We will always remember the love and support from our immediate and extended family. Thank you!
My first introduction to the world of Pistol Caliber Carbines (PCCs) was at the Steel Challenge World Speed Shooting Championships in 2016. After shooting a JP Rifles (JP) GMR13 at a side match, I understand quickly what all the excitement was about. In the past five years, there has been a surge of companies bringing their own PCCs to the market. Innovation has been relatively limited to weight reduction, ergonomics, and different recoil systems. They have all focused on the widely adopted AR 15 design, until recently. JP announced the JP5: a 9mm PCC based on the Roller Delayed Blowback System. Why has the Internet been buzzing? Let’s first understand the history of the Roller Delayed Blowback System and why it is important to the world of PCC.
The Roller Delayed Blowback System was originally discovered by Mauser engineers during World War II in Germany. The most famous example of the Roller Delayed Blowback System is the Heckler & Koch (H&K) MP5 submachine gun chambered in 9 X 19mm Parabellum developed in the 1960s which is one of the most widely used sub-machine guns around the world. While discussing the MP5 design, JP Marketing Director, Jesse Gangl shared: “For gun buffs and law enforcement, the H&K MP5 and its roller delayed operating system is a landmark of firearm design. Both in terms of reliability and felt recoil, it’s a marvel of a system that some JP guys have enjoyed for decades now. While it definitely adds more components and complexity to the operating system compared to a direct blowback, the advantages for the shooter are very noticeable. And thanks to H&K, it’s a proven concept.”

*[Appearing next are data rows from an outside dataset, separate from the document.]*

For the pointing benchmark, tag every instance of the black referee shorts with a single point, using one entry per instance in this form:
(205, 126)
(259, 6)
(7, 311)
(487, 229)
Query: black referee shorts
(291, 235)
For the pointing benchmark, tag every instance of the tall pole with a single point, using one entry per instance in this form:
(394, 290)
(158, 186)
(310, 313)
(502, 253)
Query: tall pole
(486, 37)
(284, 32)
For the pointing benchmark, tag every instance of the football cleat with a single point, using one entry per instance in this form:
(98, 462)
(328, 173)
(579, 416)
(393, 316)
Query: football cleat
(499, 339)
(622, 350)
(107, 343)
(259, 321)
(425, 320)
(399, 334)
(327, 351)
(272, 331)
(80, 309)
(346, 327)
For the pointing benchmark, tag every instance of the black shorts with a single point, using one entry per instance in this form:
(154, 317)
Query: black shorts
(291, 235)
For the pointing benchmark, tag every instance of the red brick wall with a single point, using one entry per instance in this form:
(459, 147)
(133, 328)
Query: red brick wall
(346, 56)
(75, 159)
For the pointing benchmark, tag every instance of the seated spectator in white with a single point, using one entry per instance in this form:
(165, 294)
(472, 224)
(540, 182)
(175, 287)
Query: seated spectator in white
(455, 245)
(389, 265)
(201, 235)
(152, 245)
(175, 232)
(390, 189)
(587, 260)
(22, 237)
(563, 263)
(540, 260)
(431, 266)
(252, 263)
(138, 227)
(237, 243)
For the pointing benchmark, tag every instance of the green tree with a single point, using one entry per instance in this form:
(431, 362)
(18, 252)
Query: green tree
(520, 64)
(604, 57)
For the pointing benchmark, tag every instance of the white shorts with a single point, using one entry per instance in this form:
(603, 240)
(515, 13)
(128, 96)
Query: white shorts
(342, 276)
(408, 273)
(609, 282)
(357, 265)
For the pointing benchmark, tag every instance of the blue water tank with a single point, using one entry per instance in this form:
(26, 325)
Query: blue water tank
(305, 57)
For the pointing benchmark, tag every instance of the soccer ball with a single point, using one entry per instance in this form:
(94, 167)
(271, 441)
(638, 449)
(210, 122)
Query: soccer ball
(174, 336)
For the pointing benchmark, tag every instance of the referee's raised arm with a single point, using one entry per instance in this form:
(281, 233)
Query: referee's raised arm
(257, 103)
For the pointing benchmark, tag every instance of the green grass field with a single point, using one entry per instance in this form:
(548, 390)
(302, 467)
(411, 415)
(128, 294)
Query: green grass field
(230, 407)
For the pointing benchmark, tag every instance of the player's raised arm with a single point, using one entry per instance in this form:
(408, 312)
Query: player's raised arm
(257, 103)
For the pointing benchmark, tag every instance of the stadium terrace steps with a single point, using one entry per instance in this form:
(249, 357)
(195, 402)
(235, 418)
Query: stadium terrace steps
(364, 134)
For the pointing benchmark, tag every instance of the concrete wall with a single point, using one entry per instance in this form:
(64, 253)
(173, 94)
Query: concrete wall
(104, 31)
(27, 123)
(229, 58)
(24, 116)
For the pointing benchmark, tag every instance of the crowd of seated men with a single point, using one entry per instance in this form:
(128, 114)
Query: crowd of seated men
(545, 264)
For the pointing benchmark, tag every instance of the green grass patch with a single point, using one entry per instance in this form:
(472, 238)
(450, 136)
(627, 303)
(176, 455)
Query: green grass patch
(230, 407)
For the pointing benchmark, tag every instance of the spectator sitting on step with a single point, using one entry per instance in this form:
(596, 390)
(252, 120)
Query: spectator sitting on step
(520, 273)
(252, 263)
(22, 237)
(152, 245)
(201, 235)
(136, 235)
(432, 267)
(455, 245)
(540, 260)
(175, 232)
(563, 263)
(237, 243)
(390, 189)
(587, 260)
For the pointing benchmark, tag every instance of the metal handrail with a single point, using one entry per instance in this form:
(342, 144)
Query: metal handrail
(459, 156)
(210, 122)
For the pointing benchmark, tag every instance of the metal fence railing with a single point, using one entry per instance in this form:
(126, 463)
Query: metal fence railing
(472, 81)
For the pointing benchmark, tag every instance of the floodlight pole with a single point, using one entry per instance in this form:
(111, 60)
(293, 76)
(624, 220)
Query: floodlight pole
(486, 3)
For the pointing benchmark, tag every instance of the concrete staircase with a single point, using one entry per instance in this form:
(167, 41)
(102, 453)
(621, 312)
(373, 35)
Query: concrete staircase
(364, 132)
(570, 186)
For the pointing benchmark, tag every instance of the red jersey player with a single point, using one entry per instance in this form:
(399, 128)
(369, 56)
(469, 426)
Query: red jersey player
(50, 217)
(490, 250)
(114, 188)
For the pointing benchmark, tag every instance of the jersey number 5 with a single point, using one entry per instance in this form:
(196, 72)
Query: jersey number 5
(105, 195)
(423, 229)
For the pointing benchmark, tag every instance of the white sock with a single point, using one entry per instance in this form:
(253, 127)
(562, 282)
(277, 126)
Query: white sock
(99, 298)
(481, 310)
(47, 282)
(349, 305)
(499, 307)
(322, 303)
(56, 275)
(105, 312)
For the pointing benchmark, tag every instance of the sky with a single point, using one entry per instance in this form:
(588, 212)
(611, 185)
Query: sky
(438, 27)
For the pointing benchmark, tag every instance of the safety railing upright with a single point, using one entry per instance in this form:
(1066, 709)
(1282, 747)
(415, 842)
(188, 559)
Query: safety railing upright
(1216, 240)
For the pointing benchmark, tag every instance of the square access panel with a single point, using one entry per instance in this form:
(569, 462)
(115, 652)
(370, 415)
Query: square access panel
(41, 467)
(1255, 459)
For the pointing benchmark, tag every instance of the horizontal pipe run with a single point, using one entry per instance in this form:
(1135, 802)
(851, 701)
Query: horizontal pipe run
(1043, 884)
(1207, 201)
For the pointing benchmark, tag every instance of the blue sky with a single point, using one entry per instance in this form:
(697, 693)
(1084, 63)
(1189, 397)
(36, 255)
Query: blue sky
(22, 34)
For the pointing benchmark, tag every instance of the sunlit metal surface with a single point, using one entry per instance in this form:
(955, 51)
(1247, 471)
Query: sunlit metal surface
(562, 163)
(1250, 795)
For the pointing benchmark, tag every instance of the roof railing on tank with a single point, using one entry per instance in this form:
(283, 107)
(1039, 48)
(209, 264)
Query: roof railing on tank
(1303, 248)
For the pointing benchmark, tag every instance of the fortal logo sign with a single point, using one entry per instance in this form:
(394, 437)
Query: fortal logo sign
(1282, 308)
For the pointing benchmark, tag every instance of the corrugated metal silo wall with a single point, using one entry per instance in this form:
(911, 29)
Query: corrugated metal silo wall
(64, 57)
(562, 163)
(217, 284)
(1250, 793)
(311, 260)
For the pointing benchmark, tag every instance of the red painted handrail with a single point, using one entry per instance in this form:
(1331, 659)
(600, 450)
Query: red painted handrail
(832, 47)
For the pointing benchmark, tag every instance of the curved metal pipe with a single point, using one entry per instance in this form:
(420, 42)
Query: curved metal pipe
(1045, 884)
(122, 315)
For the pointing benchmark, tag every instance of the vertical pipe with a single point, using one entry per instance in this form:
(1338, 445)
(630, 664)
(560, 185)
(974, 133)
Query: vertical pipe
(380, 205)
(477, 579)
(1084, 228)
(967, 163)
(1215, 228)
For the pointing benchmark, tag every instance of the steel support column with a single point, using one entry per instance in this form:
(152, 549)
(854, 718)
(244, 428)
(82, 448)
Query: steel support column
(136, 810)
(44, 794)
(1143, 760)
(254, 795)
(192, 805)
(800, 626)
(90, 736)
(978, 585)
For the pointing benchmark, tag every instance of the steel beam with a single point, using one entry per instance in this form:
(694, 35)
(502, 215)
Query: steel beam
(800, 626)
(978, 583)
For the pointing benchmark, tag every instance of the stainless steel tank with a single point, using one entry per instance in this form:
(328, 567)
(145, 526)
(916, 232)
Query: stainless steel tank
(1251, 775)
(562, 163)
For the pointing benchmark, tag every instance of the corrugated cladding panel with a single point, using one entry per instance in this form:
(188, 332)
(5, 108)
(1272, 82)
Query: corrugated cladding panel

The traditional blowback system is widely used because it is simplistic in design with recoil tuning the average gun owner can do with basic tools such as the Silent Capture System (SCS) from JP. The felt recoil is manage by adding or taking away weight with steel and tungsten weights. In addition, there are various springs used to give the ‘feel’ the shooter desires. The JP5 design is drastically different. The main platform of the gun is completely different from a traditional AR15 although the two platforms share peripheral items such as grip, stock, handguard, and fire controls. The barrels, recoil system, upper receiver and bolts are not interchangeable.
After receiving my Steel Challenge configured JP5, I sat down with Jesse with JP to discuss the Roller Delayed System and how it works.Jesse shared with me: “The bolt of the JP-5 uses two rollers that engage with the trunnion and resist the bolt opening. These rollers bear on the locking piece. These locking pieces are available in multiple angles, which affects how the rollers interact with it, and hence, how much resistance there is to the bolt opening. Higher angles require less pressure to open the bolt, while lower angles require more. This allows the operating system to be tuned and optimized to run best with specific combinations of barrel lengths, ammunitions, suppressors, etc.” Each of the new JP5s will be sent out with an ‘all-purpose’ locking piece and alternate angles will be available for shooters to optimize for different loads.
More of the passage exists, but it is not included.